He has learned “the ins and outs, the nuances and there is something to be said for seeing people in your community every day,” like area music teachers who are regular customers.
“Our selling point has been doing the right thing (for our customers) the right way for 80 years,” he said, with printed sheet music – the rubric of music learning – the biggest seller
“It turns the register,” he said, noting no other store sells sheet music within 30 miles.
“And if you need it, you can come in and walk out with it, while the internet can’t get it to you for two to three days,” he said.

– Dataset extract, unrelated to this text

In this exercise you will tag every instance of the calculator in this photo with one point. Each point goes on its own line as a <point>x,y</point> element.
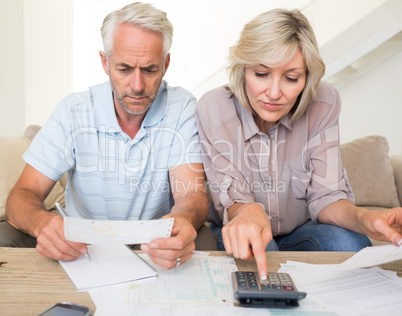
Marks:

And pianos aren’t compatible with the internet, he noted.
“You can’t sit down and play it on the internet,” he said. “You want to sit down and hear it before you spend $40,000.”
And music accessories – from amplifiers to lubricants – attract repeat customers.
Nelson Breland, 60, retired from the FBI but now a part-time school bus driver, recently stopped in to buy a bottle of Blue Juice, which he uses to lubricate the valves on his tuba, which he plays in various musical groups.
“I come in a couple of times a year,” Breland said, who lives in Martinsburg. “It’s one of the few stores in the area and if the tuba breaks I can bring it here.’
The music business suffered in 2008 when the recession hit.
“What we sell is not something you have to have, it’s something you can put off buying until times get better,” Bob Gaines said.
The store “isn’t much into guitars,” he noted, but he does do minor repairs of guitars and violins.
He became general manager in 1980.
“I got to like it,” he said, “We make a living but not a killing.”
“You have to be innovative in finding a way to make a buck,” he said, like letting music teachers school students in his office and then the students often becoming future customers.
“It’s a people business,” Bob Gaines said. “Its also unique because music is an international language.”